2018 play based on the TV sitcom

Some Mothers Do 'Ave 'Em is a play by Guy Unsworth based on the BBC TV sitcom of the same name by Raymond Allen.

== Background ==
The idea for a stage production of Some Mothers Do 'Ave 'Em began while Joe Pasquale was appearing in Spamalot at the Playhouse Theatre in London's West End in June 2013 (with Guy Unsworth as associate director) in which an incident with a faulty electric fan collapsing prompted the idea for Pasquale to play Frank Spencer (originally played in the TV series by Michael Crawford). When approached to create the stage version, Raymond Allen (the original TV series writer) gave his blessing for the adaptation as well as the casting of Pasquale (already being a fan of his stand-up shows).

== Production history ==
The play premiered at the Wyvern Theatre in Swindon on 21 February 2018 before embarking on a UK tour. The production was written and directed by Guy Unsworth, designed by Simon Higlett, scenery built by Splinter Scenery and starred Joe Pasquale as Frank Spencer, Sarah Earnshaw as Betty Spencer and Susie Blake as Mrs Fisher. The playtext was published on 19 July 2018 by Samuel French, Inc.
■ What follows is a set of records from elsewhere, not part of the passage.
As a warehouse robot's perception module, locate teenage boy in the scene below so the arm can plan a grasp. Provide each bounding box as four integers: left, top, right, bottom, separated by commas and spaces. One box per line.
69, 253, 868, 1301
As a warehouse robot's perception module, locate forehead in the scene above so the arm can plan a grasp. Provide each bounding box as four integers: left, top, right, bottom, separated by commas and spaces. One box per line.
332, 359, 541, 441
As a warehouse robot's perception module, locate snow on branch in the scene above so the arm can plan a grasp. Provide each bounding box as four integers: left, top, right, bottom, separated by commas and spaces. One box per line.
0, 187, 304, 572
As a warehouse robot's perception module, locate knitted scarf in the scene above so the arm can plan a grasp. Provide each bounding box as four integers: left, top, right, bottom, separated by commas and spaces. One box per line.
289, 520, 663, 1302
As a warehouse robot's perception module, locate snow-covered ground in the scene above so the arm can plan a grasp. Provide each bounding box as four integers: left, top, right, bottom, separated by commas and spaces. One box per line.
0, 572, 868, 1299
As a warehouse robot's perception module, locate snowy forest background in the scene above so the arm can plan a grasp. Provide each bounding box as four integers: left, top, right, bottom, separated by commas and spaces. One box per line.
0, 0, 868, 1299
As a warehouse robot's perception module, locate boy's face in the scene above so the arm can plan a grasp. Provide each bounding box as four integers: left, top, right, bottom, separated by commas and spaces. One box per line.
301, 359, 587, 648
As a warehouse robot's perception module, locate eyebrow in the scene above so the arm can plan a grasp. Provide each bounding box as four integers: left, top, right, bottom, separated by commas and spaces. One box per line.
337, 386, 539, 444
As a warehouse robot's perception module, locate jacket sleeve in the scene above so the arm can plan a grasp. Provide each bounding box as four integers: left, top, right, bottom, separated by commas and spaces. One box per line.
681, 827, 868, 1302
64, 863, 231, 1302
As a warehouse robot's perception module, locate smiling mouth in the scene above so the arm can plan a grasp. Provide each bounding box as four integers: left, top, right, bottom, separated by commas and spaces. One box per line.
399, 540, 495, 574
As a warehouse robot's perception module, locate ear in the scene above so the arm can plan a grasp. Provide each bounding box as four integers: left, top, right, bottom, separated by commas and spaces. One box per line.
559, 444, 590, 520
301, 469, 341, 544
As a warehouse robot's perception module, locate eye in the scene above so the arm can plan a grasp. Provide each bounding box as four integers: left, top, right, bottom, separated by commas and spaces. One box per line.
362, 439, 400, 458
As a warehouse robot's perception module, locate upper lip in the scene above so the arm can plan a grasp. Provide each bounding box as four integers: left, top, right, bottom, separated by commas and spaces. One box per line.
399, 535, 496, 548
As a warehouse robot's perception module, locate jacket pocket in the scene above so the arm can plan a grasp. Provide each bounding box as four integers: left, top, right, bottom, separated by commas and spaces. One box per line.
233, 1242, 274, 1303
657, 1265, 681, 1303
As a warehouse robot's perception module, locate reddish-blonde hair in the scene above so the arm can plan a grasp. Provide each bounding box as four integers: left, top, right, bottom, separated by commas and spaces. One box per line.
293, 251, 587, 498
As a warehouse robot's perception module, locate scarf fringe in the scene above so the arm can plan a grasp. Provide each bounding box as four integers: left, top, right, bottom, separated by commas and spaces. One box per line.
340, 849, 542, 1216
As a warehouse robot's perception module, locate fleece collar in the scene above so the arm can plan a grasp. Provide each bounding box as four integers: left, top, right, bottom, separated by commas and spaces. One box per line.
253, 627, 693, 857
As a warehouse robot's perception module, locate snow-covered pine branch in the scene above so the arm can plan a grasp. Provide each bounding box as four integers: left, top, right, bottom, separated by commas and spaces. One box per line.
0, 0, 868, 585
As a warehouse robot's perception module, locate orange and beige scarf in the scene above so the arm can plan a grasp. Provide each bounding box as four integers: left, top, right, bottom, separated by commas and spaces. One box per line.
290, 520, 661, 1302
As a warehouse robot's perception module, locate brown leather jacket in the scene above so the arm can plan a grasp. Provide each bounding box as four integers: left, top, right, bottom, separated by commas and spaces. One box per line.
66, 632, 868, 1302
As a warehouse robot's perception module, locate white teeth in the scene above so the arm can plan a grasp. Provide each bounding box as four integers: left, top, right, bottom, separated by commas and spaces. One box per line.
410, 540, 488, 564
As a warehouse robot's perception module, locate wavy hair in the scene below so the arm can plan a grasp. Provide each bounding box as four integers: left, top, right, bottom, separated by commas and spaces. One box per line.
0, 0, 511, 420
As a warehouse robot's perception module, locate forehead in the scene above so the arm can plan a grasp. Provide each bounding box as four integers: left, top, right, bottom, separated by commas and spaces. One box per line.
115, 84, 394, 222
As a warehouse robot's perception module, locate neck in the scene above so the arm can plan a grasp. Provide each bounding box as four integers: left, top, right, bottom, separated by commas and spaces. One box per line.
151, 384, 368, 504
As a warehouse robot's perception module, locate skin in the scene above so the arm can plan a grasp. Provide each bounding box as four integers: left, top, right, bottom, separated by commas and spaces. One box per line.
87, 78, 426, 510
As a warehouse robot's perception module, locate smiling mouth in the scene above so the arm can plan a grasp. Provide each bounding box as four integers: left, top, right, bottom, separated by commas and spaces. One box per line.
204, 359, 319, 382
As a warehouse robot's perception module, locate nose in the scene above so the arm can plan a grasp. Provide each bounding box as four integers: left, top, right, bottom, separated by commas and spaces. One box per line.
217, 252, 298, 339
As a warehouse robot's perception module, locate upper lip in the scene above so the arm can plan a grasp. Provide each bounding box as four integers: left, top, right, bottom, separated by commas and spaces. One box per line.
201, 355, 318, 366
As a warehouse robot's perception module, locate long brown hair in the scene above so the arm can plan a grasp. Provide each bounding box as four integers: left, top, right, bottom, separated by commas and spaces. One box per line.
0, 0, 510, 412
Due to the success of the 2018 tour, the production began another tour with Pasquale, Earnshaw and Blake reprising their roles, however was forced to stop due to the COVID-19 pandemic. The tour recommenced in March 2022, with James Paterson joining as Father O'Hara.

A new production opened at the Barn Theatre in Cirencester directed by Joseph O'Malley which ran from 8 July to 17 August 2024.

== Cast and characters ==

| Character | UK tour |  |  | Cirencester |
| 2018 | 2020* | 2022 | 2024 |
| Frank Spencer | Joe Pasquale |  |  | Sam Denia |
| Betty Spencer | Sarah Earnshaw |  |  | Laura Mead |
| Mrs Fisher | Susie Blake |  |  | Julia Teal |
| Mr Worthing/Mr Luscombe | Moray Treadwell |  |  | Steven Wren |
| Father O'Hara | David Shaw-Parker |  | James Paterson | Derek Elroy |
| Constable James Desmond | Chris Kiely | Ben Watson |  | Georgia Leila Stroller |

- 2020 tour cut short due to COVID-19 pandemic, which continued as the 2022 tour.

== Reception ==
The play received critical acclaim earning four and five stars across many reviews.